Des cheminées de plusieurs mètres, des hauts-fourneaux, des rails ont été intégrés dans l’aménagement du campus de Belval. / Jessica Gourdon

Depuis son bureau perché au dix-huitième étage de la Maison du Savoir, le jeune recteur de l’université du Luxembourg a une vue imprenable sur son établissement. Costume cintré et yeux bleu acier, Stéphane Pallage, arrivé à son poste il y a deux mois, est encore stupéfait par le paysage offert par ce campus singulier. Sa particularité ? Il a été construit sur une immense friche industrielle de 120 hectares, dont la mémoire est restée vive.

Des cheminées de plusieurs mètres, des hauts-fourneaux aux allures de cathédrales, des rails, des entrepôts couverts de verdure ont été intégrés dans l’aménagement du campus. Ces vestiges de l’ancienne usine d’ArcelorMittal côtoient les bâtiments ultramodernes de l’université, aux noms futuristes : Maison du Nombre, Maison du Livre, Maison de l’Innovation…

Le savoir au pied de la fonderie

L’ancien monde qui cède sa place au nouveau. « C’est un symbole très fort », admet Stéphane Pallage, économiste belge qui a effectué la plus grande partie de sa carrière à l’Université du Québec à Montréal (UQAM). « Et tout cela n’est que le début », poursuit-il, montrant les grues et les sites en chantier. Car si l’université du Luxembourg (Uni. Lu) a commencé à s’installer sur ce campus fin 2015, son aménagement est loin d’être achevé.

« Le pays a investi 950 millions d’euros pour aménager Belval »

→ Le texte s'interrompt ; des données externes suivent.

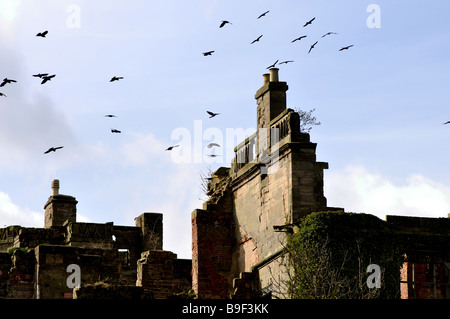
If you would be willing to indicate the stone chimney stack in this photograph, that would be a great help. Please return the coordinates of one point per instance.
(270, 98)
(271, 101)
(59, 208)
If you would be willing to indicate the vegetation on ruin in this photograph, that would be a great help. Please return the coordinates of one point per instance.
(330, 251)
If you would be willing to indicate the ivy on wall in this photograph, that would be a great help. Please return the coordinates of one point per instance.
(329, 253)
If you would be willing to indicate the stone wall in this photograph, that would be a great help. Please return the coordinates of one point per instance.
(160, 272)
(96, 265)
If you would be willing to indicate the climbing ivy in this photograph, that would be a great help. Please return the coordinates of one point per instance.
(329, 253)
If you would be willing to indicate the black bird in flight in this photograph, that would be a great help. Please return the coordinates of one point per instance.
(223, 23)
(47, 78)
(309, 22)
(262, 15)
(40, 75)
(345, 48)
(273, 65)
(312, 47)
(257, 39)
(212, 114)
(328, 33)
(53, 149)
(42, 34)
(6, 81)
(171, 147)
(299, 38)
(116, 78)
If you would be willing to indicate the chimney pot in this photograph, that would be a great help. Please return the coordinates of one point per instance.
(273, 75)
(55, 187)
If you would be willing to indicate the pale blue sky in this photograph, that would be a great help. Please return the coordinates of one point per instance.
(381, 103)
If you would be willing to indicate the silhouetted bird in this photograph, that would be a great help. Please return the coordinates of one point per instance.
(273, 65)
(312, 47)
(212, 145)
(309, 22)
(328, 33)
(40, 75)
(116, 78)
(262, 15)
(47, 78)
(223, 23)
(171, 147)
(345, 48)
(53, 149)
(257, 39)
(6, 81)
(42, 34)
(299, 38)
(212, 114)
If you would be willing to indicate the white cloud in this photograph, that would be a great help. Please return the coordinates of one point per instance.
(357, 190)
(12, 214)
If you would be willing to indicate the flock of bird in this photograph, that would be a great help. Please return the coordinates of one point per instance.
(45, 77)
(224, 22)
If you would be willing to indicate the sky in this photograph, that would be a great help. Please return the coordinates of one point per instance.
(381, 104)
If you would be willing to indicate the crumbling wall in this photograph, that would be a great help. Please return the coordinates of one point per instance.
(160, 272)
(95, 264)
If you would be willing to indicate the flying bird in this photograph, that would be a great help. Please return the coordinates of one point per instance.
(212, 145)
(212, 114)
(53, 149)
(312, 47)
(273, 65)
(116, 78)
(299, 38)
(345, 48)
(262, 15)
(6, 81)
(223, 23)
(40, 75)
(42, 34)
(171, 147)
(309, 22)
(47, 78)
(257, 39)
(328, 33)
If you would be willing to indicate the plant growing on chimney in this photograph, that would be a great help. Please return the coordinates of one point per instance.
(306, 120)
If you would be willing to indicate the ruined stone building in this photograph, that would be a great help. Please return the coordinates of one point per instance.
(237, 237)
(114, 261)
(274, 181)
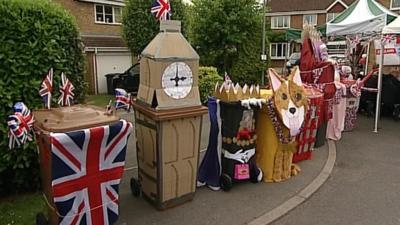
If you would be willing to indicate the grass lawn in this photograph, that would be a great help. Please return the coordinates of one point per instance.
(21, 209)
(99, 100)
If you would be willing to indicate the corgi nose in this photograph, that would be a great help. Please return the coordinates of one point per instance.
(292, 110)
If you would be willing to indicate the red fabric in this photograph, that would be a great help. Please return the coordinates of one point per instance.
(325, 83)
(306, 138)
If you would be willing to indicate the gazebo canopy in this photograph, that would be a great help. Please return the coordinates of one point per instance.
(362, 17)
(393, 27)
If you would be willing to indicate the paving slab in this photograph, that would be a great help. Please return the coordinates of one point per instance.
(244, 203)
(363, 188)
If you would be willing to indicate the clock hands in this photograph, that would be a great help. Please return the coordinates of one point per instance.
(177, 78)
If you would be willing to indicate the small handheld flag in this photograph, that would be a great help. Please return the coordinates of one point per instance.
(387, 38)
(66, 88)
(47, 88)
(122, 99)
(109, 108)
(20, 125)
(161, 9)
(227, 81)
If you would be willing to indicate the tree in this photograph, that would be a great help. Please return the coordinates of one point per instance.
(227, 35)
(140, 26)
(35, 36)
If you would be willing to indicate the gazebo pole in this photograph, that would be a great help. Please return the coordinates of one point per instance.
(378, 97)
(367, 59)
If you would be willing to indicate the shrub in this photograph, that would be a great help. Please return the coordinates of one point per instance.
(222, 29)
(208, 77)
(34, 36)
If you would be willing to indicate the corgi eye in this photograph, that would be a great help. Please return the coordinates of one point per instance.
(298, 96)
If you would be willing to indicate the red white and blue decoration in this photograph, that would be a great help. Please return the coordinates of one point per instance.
(122, 99)
(87, 167)
(20, 125)
(109, 108)
(387, 38)
(46, 89)
(161, 9)
(66, 91)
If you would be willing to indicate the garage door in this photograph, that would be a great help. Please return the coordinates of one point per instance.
(110, 63)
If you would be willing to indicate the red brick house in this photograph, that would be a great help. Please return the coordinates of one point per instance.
(100, 27)
(291, 14)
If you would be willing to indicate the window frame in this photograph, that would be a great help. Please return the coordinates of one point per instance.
(276, 50)
(391, 5)
(316, 19)
(273, 23)
(104, 14)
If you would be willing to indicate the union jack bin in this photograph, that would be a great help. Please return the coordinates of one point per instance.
(82, 156)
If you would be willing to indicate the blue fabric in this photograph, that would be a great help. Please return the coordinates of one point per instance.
(209, 171)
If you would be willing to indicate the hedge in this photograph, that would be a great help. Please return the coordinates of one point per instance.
(34, 36)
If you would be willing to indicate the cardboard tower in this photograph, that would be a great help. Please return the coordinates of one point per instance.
(168, 117)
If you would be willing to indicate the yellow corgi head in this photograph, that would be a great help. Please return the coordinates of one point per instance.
(290, 99)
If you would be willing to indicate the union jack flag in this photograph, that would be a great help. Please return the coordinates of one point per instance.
(20, 125)
(161, 9)
(387, 38)
(122, 99)
(87, 167)
(66, 88)
(47, 88)
(227, 81)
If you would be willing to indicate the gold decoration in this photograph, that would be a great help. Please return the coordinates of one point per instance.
(234, 92)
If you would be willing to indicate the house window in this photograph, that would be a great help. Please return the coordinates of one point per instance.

Construite sur le squelette d’un ancien hall industriel, la bibliothèque doit ouvrir ses portes en octobre. Gros polygone doré, une Maison des Arts sera bientôt opérationnelle, avec une salle de 400 places. Un bâtiment d’expérimentations pour les ingénieurs est en construction, de même qu’un hôpital et des logements supplémentaires pour les chercheurs et les étudiants.

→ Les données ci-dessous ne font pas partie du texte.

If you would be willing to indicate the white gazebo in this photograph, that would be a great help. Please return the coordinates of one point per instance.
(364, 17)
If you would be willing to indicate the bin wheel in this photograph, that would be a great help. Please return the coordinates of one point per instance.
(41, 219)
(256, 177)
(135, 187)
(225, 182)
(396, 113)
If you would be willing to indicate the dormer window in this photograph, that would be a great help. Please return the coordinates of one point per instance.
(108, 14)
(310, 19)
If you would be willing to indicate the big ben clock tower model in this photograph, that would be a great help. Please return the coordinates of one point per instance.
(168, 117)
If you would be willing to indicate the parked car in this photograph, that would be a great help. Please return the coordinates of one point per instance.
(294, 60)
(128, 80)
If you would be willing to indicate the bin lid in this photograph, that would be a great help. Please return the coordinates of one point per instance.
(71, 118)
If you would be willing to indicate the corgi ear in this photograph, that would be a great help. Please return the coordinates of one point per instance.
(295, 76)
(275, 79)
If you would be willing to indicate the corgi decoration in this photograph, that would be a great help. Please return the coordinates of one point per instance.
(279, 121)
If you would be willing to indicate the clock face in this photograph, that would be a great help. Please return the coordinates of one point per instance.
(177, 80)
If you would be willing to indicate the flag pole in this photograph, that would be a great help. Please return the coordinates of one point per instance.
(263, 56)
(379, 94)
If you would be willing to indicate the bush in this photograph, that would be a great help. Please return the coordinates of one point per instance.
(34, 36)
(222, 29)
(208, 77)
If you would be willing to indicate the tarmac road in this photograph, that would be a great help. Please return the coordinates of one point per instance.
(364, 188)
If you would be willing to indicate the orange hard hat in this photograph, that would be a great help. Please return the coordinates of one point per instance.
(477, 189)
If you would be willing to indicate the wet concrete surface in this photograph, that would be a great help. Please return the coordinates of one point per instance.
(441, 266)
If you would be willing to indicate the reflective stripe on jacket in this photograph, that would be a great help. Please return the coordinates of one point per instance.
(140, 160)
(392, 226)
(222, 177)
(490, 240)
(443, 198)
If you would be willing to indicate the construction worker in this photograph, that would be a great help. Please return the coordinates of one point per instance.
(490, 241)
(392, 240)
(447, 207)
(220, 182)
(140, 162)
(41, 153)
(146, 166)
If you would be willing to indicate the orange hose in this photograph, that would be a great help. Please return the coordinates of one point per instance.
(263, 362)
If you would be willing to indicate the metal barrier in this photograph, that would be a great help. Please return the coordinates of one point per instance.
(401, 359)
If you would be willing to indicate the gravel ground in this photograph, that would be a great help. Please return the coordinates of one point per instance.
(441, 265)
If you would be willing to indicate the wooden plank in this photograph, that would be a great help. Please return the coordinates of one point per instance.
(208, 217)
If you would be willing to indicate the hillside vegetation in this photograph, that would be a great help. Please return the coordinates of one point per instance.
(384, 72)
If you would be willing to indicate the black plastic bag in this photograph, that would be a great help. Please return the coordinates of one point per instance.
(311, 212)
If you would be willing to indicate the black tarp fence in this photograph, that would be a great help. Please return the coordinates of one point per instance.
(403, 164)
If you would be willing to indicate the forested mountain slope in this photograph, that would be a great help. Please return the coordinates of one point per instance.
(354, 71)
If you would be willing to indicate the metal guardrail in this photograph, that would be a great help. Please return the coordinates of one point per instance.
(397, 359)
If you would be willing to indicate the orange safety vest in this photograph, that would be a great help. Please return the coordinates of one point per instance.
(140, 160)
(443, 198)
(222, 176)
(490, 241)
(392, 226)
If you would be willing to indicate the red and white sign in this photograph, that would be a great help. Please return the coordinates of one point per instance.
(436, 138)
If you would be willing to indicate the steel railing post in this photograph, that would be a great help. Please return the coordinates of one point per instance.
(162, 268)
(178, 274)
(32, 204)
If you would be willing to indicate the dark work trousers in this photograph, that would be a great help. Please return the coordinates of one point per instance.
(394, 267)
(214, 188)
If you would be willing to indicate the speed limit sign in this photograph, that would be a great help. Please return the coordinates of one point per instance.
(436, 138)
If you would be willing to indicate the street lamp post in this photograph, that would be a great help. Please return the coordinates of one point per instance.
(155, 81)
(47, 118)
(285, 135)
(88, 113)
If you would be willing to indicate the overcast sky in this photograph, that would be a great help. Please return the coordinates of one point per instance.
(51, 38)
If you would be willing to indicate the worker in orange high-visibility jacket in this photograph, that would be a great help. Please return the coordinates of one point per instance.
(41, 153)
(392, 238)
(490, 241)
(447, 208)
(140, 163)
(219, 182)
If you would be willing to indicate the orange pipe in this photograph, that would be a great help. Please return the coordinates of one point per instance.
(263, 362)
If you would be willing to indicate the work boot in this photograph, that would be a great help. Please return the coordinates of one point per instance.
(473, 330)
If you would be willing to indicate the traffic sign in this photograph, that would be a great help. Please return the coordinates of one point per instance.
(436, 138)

Belval, le nom donné à cette cité des sciences située à moins d’un kilomètre de la frontière française, a de grandes ambitions. Elle incarne la volonté du pays de ne plus s’appuyer uniquement sur sa puissance financière, mais également sur le savoir et l’innovation. Le site doit aussi permettre de revitaliser cette région dévastée par la fin de la sidérurgie, et désengorger la capitale, à 20 kilomètres au nord.

Pour cela, le Luxembourg a mis les moyens : le pays a investi 950 millions d’euros pour aménager Belval, qui accueille aussi des centres de recherche, des start-up et des entreprises. « L’idée est de faire de Belval une sorte de Silicon Valley au cœur de l’Europe, se vante le recteur. C’est un peu audacieux, mais le Luxembourg est un petit pays qui a de grandes ambitions. »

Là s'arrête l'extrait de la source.